30.9.10

Tese, antítese e a síntese do Paulo Skaf

Um professor meu certa vez declarou que alguma coisa aconteceu quando se transplantaram certas ideias da Europa para o Brasil. Alguma coisa aconteceu no caminho ou na aclimatação à terra brasilis, porque nem liberalismo nem socialismo – diferentes (e, em certo sentido, antípodas) projetos de sociabilidade humana – chegaram inteiros por aqui. Alguma coisa ficou perdida pelo Atlântico.

O tempo passou. E nesta campanha eleitoral saiu candidato a governador Paulo Skaf, o presidente da Fiesp. Pelo PSB. Será que em algum outro lugar do mundo um candidato da órbita liberal apresenta-se em um partido que se nomeia socialista? O fato é que Skaf, em março deste ano, sentiu-se talvez constrangido a explicar como sua personalidade burguesa poderia conviver com tais correligionários marxistas, talvez ainda mais constrangidos em apoiar um candidato com patrimônio declarado de 11 milhões de reais. Afinal, como alguém proprietário de uma casa e uma empresa (com valor de três milhões cada) pode ser socialista, num mundo onde um sexto é miserável? Skaf tentou explicar. E escreveu no começo do ano um texto em que explicava que agora capital e trabalho não mais se opõem como antes; agora, podem caminhar até juntos.
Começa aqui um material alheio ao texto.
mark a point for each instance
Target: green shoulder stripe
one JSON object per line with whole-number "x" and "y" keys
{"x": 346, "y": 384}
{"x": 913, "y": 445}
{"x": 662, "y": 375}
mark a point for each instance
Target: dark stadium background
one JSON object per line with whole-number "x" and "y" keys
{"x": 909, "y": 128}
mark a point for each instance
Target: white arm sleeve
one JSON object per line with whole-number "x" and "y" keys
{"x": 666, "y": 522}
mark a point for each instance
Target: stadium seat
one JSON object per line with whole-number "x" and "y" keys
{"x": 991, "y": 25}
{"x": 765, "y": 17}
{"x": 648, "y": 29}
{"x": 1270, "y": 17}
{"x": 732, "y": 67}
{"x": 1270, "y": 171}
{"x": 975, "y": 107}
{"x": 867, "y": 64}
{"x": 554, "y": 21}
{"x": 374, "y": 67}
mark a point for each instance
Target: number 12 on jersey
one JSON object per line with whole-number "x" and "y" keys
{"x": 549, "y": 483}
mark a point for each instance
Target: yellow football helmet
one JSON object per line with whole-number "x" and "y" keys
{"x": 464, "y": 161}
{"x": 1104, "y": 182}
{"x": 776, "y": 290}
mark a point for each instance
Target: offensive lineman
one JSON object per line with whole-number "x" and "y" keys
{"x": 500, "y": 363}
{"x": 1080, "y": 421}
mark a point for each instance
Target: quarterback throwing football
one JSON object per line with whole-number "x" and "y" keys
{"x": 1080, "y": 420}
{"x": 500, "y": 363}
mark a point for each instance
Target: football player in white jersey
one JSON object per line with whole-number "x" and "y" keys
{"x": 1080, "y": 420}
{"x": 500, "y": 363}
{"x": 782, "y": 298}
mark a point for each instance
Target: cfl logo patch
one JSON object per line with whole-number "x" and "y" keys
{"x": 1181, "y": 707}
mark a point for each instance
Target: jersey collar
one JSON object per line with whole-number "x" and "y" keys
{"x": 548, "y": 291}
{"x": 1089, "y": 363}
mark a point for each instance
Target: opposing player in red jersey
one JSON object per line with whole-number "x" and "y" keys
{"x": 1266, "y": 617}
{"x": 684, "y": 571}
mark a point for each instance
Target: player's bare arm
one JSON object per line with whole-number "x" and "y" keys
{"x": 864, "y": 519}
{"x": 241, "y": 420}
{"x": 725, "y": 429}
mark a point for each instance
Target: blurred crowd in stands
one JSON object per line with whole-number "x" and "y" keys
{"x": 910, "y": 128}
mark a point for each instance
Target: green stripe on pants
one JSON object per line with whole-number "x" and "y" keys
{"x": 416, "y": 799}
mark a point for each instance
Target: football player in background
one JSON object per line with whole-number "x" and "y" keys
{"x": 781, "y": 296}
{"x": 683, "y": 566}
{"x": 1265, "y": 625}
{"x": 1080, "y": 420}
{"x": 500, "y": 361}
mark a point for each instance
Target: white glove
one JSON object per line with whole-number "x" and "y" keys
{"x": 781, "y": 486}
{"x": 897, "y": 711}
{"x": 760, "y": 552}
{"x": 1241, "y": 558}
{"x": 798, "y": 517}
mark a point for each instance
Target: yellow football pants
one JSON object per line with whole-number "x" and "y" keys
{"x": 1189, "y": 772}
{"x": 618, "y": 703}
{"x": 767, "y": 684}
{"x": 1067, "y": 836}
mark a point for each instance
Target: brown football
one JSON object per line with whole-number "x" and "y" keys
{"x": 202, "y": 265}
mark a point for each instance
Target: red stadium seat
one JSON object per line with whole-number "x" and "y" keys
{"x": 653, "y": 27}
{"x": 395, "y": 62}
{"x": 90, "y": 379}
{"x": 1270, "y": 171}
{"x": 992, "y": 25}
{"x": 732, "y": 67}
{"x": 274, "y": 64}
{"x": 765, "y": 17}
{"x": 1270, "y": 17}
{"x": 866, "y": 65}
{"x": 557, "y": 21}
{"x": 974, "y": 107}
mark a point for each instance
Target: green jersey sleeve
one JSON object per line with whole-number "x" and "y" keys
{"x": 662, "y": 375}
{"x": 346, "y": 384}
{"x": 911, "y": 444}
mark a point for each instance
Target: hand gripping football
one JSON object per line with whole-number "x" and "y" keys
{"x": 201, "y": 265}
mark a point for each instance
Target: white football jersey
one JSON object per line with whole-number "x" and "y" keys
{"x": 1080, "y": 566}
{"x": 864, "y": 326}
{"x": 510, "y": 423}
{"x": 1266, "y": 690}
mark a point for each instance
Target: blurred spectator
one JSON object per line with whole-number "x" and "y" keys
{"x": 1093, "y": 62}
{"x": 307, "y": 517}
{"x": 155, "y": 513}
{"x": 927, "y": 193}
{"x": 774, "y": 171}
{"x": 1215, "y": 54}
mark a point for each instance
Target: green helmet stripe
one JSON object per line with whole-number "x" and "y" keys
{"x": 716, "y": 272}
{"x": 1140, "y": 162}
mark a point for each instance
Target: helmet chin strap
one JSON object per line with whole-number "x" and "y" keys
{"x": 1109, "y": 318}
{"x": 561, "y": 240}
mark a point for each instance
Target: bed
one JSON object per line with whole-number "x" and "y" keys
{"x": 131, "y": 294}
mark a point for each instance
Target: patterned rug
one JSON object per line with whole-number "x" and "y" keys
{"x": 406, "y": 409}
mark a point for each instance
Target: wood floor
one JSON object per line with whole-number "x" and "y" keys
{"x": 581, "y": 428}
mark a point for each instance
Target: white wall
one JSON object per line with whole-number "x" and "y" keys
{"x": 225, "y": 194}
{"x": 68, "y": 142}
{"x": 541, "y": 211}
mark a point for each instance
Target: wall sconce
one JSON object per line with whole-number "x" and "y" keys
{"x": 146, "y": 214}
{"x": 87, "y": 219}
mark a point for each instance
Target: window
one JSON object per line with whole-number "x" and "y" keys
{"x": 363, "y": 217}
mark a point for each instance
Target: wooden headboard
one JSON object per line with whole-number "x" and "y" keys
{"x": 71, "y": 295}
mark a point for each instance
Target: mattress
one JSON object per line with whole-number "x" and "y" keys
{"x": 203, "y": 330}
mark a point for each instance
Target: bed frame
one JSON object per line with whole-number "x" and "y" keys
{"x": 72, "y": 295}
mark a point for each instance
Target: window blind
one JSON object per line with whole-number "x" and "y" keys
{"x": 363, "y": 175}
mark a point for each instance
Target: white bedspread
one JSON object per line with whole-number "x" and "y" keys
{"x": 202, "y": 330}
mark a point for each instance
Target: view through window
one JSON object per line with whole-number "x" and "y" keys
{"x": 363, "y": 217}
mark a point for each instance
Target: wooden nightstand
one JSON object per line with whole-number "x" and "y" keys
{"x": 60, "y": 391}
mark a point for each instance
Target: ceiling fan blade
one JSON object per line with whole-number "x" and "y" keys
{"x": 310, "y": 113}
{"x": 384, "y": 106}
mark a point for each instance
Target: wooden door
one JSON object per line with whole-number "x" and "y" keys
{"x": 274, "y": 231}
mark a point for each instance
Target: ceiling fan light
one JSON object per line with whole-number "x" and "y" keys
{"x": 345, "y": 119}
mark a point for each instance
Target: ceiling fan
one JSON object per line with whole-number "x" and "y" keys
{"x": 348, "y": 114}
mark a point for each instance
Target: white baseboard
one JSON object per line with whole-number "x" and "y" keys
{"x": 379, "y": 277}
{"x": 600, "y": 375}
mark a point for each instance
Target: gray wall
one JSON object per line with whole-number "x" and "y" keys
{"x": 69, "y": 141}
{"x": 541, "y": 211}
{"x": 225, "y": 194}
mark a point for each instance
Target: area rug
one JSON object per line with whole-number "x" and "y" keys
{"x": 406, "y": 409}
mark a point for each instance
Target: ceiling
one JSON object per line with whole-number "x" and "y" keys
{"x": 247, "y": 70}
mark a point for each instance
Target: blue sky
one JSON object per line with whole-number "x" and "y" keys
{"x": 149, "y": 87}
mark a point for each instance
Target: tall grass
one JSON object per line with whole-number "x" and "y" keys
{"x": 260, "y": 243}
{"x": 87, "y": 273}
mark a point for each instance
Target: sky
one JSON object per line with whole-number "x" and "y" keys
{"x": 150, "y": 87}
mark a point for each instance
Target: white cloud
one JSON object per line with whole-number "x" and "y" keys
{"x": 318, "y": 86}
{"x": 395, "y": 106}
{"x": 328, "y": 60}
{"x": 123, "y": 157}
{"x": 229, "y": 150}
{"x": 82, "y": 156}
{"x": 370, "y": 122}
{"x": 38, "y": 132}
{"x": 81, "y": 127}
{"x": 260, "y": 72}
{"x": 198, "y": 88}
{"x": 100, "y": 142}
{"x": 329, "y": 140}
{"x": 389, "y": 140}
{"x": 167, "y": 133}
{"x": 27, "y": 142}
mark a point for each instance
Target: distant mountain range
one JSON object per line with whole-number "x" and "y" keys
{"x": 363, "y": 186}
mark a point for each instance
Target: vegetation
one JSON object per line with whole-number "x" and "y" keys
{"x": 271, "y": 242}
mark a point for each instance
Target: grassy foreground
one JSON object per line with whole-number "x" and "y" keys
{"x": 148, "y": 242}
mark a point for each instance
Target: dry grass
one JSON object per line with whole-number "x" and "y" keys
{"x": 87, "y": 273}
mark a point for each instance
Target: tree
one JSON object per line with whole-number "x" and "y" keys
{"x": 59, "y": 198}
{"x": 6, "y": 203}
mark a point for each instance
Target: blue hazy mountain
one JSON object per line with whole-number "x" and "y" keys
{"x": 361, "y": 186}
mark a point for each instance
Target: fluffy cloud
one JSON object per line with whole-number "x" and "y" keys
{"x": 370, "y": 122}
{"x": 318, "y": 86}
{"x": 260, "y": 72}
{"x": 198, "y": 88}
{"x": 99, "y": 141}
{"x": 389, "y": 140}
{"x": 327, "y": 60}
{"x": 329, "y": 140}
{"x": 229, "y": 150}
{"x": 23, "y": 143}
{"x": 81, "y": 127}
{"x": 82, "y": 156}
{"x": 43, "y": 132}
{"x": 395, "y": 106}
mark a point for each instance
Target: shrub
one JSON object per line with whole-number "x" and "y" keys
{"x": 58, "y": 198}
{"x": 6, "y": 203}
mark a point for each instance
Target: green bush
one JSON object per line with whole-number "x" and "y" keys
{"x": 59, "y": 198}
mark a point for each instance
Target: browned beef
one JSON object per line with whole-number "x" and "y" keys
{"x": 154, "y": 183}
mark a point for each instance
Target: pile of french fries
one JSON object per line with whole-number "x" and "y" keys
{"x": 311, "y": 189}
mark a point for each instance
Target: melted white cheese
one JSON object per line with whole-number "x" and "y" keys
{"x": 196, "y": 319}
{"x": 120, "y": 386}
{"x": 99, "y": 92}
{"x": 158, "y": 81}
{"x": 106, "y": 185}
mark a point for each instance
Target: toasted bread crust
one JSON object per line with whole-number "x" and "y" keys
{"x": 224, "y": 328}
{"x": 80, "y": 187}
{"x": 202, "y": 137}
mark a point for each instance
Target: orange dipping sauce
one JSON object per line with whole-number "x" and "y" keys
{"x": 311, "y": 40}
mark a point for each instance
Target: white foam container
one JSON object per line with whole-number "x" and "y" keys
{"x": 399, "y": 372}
Levei o artigo, publicado no Diário do Grande ABC, ao referido professor, e fizemos a exegese do texto. Só por diversão. Clique na imagem para ampliar.

23.9.10

Futebol + culinária = jogo político

Ontem vim mais cedo pra casa, e jantei assistindo Santos e Corinthians pela Globo, um tanto preocupado com quebras de hierarquia que fazem atacantes demitir técnicos. Vitória alvinegra! E no finalzinho ainda vi, de extra, o Petkovic marcar o gol do Flamengo contra o Grêmio. Nem sabia que o iugoslavo ainda jogava! É, tenho de reconhecer que, mesmo sendo essa fonte grandiosa de alienação, o futebol – apesar de pontapés, filhadaputices do Neymar, demissões de treinadores e capitalismo em geral – ainda encanta. E o Pet também – diferentemente do Neymar, dentro e fora de campo.

Embora com a ideia dominante, tanto veiculada pela Rede Globo, de que a sociedade global está belezinha, o capitalismo é bom e o comunismo, um mal que a humanidade extirpou graças a deus – há controvérsias. E gente de valor ainda diz o contrário. Poucos, mas os melhores, diria Lenin.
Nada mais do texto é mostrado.